Japan befand sich in diesem Jahrhundert am Ende der Edo-jidai (1600-1868), in welcher das Land vom Tokugawa-Shogunat regiert wurde. Als oberster Lehnsherr des gesamten Kriegerstandes regierte der Shôgun Japan wie einen hierarchisch aufgebauten Militärstaat. Seine Regierung, das bakufu, hielt auch die Territorialfürsten, die Daimyô, unter strenger Kontrolle. Japan wurde in Territorialgebiete aufgeteilt, welche von den Daimyô kontrolliert wurden. Der Tennô war nur von symbolischer Bedeutung, da die kaiserliche Familie von der Machtausübung ausgeschlossen wurde. Als religiöses Oberhaupt des Shintoismus lebte er in Kyôtô, weitgehend beschränkt auf zeremonielle Funktionen.

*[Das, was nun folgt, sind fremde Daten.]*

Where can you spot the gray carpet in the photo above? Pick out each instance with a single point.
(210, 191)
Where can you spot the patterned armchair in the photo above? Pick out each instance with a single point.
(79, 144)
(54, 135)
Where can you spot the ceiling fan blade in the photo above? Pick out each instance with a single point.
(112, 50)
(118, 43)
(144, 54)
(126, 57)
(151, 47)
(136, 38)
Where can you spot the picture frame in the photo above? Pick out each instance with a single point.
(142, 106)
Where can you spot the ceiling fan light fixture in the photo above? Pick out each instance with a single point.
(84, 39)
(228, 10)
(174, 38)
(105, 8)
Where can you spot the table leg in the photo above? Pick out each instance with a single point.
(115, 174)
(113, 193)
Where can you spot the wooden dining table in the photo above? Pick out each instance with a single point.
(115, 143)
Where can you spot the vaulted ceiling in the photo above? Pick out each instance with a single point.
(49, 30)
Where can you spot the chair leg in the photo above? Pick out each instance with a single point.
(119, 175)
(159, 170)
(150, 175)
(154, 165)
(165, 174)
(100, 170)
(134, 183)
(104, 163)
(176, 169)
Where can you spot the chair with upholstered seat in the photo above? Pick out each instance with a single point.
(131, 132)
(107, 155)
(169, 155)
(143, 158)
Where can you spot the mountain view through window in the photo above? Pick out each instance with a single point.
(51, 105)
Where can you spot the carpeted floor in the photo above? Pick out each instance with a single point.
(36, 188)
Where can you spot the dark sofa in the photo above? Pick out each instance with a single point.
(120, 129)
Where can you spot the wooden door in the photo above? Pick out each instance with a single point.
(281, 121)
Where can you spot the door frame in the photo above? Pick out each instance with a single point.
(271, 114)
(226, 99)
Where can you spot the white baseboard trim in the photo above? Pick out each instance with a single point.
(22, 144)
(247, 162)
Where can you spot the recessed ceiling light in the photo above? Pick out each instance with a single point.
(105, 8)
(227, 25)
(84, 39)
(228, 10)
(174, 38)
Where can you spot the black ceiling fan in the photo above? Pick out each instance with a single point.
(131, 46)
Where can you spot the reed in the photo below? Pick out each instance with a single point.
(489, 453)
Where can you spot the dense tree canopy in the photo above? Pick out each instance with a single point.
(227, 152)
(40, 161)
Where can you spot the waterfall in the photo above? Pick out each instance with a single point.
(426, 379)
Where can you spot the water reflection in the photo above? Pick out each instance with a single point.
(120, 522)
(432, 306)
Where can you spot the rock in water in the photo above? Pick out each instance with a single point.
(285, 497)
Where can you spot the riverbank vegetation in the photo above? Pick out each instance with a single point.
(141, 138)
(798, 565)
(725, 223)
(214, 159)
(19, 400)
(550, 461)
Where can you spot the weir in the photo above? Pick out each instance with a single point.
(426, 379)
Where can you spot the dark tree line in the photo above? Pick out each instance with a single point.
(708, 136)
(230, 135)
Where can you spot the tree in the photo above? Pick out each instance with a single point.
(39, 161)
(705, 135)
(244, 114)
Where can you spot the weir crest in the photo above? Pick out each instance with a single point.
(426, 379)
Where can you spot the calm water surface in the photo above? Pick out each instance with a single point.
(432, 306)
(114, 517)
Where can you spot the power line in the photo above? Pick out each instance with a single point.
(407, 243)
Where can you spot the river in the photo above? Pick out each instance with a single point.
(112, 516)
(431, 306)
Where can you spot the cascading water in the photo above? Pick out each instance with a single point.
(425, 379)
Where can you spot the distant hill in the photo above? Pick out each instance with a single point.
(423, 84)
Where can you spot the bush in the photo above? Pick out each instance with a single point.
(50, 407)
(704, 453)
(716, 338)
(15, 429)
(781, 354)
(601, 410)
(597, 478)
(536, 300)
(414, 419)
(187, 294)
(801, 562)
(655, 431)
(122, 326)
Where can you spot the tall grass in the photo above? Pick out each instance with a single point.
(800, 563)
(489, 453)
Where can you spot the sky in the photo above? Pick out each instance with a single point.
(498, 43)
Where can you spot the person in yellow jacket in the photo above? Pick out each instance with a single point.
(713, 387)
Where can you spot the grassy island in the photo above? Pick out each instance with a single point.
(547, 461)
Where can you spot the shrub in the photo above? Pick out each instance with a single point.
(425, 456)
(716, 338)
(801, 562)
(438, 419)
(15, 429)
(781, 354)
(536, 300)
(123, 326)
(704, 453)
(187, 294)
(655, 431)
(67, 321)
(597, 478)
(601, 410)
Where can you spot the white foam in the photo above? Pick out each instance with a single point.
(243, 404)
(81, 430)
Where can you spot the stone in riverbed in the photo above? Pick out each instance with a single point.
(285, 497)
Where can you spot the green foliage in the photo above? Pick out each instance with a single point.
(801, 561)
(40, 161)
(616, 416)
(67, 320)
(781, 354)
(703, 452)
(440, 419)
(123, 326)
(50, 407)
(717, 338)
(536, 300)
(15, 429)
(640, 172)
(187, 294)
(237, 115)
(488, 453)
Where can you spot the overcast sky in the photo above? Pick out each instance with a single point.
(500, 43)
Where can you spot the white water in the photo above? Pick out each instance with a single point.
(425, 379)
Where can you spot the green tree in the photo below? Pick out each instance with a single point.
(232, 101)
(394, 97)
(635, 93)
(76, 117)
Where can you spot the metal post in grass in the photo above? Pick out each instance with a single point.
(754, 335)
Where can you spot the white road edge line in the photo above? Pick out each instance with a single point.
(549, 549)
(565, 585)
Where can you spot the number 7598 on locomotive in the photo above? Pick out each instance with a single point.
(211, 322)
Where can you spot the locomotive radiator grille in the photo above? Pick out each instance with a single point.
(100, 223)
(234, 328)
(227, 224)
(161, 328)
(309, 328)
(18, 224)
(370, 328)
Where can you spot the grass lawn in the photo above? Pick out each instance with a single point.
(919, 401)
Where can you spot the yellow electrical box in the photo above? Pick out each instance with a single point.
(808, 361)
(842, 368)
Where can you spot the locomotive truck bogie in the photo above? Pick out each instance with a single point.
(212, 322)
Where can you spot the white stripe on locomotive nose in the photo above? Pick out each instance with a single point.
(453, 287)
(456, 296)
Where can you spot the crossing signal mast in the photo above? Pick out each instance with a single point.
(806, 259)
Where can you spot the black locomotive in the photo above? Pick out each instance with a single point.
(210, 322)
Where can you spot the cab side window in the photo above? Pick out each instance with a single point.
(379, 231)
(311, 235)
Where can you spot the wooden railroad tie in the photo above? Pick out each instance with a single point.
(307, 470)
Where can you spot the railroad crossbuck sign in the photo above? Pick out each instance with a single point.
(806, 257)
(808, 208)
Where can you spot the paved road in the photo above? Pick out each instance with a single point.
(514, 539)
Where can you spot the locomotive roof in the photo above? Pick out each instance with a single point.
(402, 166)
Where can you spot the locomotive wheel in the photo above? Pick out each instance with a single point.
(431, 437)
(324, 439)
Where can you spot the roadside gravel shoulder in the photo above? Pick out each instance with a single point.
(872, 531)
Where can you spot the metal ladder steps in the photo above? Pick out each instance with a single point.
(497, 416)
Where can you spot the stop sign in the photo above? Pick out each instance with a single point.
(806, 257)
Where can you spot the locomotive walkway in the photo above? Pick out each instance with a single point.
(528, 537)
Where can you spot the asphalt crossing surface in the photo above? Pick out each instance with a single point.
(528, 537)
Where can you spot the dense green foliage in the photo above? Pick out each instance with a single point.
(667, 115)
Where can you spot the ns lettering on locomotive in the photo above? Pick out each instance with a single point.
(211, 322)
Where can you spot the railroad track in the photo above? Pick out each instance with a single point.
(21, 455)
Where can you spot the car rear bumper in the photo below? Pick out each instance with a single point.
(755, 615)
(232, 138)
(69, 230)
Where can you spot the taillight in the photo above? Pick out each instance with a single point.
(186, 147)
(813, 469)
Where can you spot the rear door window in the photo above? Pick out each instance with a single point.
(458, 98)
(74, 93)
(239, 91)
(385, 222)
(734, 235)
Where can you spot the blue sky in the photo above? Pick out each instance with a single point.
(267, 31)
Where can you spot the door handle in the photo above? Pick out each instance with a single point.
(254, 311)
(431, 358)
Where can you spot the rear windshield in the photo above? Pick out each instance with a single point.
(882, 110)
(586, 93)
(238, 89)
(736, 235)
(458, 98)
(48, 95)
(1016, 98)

Japan befand sich fast 200 Jahre lang in der Abschottungspolitik, der sakoku-jidai. Da der zu große Einfluss christlicher Missionare aus dem Westen, vor allem auf einzelne mächtige Daimyô, Befürchtungen aufkommen ließ, wurde der Kontakt zu den westlichen Ländern abgebrochen. Es wurde nur noch Handel mit Holländern auf der künstlichen Insel Deshima im Hafen von Nagasaki betrieben.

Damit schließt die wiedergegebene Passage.